In [1]:
%matplotlib inline
import matplotlib.pyplot as plt
import numpy as np
from numpy import pi, cos, sin, sqrt, exp

Piecewise Exact Integration

The Dynamical System

We want to study a damped SDOF system, so characterized


In [2]:
T=1.0                  # Natural period of the oscillator
w=2*pi                 # circular frequency of the oscillator

m=1000.0               # oscillator's mass, in kg
k=m*w*w                # oscillator stifness, in N/m
z=0.05                 # damping ratio over critical
c=2*z*m*w              # damping

wd=w*sqrt(1-z*z)       # damped circular frequency
ratio=sqrt(1-z*z)      # ratio damped/undamped frequencies

The excitation is given by a force such that the static displacement is 5 mm, modulated by a sine in resonance with the dynamic sistem, i.e., $\omega=\omega_n$.


In [3]:
D=0.005                # static displacement, 5mm
P=D*k                  # force amplitude

For such a system, we know exactly the response. The particular integral is

$$\xi(t)=-\frac{\cos\omega t}{2\zeta}$$

and imposing rest initial conditions it is

$$x(t) = \frac{\Delta_{st}}{2\zeta} ((\frac{\zeta}{\sqrt{1=\zeta^2}}\sin\omega_Dt + \cos\omega_Dt)\exp(-\zeta\omega t) - \cos\omega t),\qquad \omega=\omega_n. $$

In [4]:
def exact(t):
    return D*((z*sin(wd*t)/ratio+cos(wd*t))*exp(-z*w*t)-cos(w*t))/(2*z)
t = np.linspace(0.0, 2.0, 1001)
plt.plot(t, exact(t));


Numerical integration

Now we prepare for the numerical integration, first the constants that represent the homogeneous response at end of step


In [5]:
def initstep(h):
    cdh=cos(wd*h)*exp(-z*w*h)
    sdh=sin(wd*h)*exp(-z*w*h)
    return cdh, sdh

then the actual step computations, where in terms of the initial state vector and the load variation the final state is derived.


In [6]:
def step(x0,v0,p0,p1,h,cdh,sdh):
    dst=p0/k
    ddst=(p1-p0)/k
    B = x0 - dst + ((2*z)/w)*(ddst/h)
    A = (v0 + z*w*B - ddst/h)/wd
    x1 = A*sdh + B*cdh + dst + ddst - ddst/h * 2*z/w
    v1 = A*(wd*cdh-z*w*sdh) - B*(z*w*cdh+wd*sdh) + ddst/h
    return x1, v1

With those pieces in place, we can define a function that, for a given number of steps per period computes the response on the interval $0 \le t \le 2.0$.


In [7]:
def resp(nstep):
    T = np.linspace(0.0, 2.0, 2*nstep + 1)
    X = np.zeros(2*nstep + 1)
    
    h=1./float(nstep)
    cdh, sdh = initstep(h)
    x1=0. ; v1=0. ; p1=0
    
    for i, t in enumerate(T):
        X[i] = x1
        x0=x1 ; v0=v1 ; p0=p1 ; p1=P*sin(w*(t+h))
        x1,v1=step(x0,v0,p0,p1,h, cdh, sdh)
    return T, X

Let's compute the responses for different numbers of steps, and store them away too...


In [8]:
t_x = {n:resp(n) for n in (4, 8, 16)}

Eventually we can plot the numerical responses along with the exact response


In [9]:
plt.plot(t, exact(t), label='Exact', lw=3)
plt.plot(*t_x[4], *t_x[8], *t_x[16])
plt.grid()
plt.legend(loc=3)
plt.xlabel('Time t/s')
plt.ylabel('Displacement x/m');


But... there are only two numerical curves and I've plotted three of them.
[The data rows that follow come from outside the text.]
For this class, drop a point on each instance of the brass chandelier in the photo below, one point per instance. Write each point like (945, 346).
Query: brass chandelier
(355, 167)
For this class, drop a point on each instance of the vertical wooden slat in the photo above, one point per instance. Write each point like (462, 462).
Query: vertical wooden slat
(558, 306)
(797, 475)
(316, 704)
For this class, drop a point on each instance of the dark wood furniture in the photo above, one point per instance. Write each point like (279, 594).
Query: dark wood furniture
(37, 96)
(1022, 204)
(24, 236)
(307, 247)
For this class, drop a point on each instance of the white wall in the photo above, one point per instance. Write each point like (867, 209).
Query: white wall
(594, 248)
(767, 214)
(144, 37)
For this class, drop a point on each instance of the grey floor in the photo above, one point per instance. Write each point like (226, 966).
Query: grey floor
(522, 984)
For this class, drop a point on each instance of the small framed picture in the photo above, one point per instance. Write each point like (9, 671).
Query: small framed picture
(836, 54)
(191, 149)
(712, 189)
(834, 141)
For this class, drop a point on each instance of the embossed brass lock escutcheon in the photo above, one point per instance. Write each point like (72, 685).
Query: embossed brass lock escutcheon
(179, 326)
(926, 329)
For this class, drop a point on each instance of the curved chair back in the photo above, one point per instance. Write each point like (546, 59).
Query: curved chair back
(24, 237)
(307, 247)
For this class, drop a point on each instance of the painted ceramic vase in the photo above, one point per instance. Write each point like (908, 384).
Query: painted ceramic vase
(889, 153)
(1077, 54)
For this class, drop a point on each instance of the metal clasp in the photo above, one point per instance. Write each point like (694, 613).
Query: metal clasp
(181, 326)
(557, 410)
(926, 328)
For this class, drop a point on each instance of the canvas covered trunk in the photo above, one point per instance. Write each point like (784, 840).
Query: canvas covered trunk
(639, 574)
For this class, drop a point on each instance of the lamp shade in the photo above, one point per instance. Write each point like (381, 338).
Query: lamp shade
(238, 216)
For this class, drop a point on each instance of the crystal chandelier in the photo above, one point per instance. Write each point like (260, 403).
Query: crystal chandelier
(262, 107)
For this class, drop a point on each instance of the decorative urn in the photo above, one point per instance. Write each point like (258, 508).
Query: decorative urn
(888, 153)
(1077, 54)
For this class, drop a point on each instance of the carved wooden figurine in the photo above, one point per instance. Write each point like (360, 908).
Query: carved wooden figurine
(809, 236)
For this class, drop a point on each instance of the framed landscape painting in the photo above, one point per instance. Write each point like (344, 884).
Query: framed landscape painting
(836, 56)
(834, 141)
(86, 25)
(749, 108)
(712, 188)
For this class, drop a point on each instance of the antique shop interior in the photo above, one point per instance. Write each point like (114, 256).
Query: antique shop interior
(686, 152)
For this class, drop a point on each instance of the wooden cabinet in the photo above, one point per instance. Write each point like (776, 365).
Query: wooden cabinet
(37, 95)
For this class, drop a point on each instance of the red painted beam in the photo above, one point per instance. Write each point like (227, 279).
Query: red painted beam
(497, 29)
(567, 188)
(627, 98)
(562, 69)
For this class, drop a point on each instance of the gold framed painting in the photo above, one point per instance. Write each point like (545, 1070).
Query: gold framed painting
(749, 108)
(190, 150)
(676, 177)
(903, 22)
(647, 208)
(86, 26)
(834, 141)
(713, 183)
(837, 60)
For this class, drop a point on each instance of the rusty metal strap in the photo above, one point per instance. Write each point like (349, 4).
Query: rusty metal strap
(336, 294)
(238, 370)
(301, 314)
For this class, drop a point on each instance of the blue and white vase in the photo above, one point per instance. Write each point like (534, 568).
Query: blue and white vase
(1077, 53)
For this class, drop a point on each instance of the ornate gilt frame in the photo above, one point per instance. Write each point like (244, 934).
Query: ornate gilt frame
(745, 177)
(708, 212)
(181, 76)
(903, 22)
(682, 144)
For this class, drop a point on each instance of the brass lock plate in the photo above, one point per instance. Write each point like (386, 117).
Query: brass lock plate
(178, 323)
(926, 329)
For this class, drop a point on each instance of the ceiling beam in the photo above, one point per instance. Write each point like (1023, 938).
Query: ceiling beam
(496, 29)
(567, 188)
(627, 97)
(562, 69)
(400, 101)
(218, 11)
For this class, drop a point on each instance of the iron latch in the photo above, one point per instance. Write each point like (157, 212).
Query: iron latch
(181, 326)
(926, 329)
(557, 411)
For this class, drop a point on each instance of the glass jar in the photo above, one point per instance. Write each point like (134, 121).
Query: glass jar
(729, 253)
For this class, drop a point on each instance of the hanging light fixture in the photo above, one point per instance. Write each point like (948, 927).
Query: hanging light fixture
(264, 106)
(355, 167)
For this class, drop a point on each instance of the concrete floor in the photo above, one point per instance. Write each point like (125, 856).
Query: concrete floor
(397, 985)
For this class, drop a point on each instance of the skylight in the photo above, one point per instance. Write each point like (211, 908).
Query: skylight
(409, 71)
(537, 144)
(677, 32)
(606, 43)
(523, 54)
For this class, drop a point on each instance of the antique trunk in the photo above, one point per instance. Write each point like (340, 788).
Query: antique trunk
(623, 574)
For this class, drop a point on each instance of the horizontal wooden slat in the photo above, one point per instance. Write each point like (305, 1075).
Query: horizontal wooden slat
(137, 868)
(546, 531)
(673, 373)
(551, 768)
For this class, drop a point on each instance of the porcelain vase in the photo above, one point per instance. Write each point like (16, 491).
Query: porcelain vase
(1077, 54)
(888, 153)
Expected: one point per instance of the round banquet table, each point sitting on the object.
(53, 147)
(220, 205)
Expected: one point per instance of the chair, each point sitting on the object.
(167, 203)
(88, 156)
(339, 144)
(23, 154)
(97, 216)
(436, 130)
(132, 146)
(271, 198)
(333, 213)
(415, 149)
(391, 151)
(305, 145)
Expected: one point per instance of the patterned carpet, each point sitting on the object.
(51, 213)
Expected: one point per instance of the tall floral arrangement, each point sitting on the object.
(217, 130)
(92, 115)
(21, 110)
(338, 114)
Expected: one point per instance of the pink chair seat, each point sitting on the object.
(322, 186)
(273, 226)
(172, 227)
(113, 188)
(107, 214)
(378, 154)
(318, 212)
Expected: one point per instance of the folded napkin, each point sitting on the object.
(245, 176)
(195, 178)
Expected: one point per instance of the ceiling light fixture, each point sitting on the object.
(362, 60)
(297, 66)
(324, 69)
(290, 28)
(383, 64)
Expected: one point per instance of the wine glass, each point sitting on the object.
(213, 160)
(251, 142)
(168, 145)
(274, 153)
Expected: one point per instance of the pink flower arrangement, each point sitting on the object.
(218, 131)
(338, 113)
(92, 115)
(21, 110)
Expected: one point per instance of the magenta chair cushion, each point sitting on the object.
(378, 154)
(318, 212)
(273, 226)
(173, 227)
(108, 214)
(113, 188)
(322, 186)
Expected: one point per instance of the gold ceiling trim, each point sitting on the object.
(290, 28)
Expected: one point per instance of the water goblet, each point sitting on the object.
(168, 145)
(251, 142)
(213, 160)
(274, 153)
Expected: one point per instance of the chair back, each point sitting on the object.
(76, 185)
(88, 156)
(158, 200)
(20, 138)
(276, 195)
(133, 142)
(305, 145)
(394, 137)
Let's plot the difference between the exact response and the response computed at 16 samples per period...


In [10]:
t16, x16 = t_x[16]
plt.plot(t16, exact(t16)-x16)


Out[10]:
[<matplotlib.lines.Line2D at 0x7f18b89c6208>]

As you can see, the max difference is about 0.3 mm, to be compared with a max response of almost 25 mm, hence an error in the order of 1.2% that in the previous plot led to the apparent disappearance of the NSTEP=16 curve.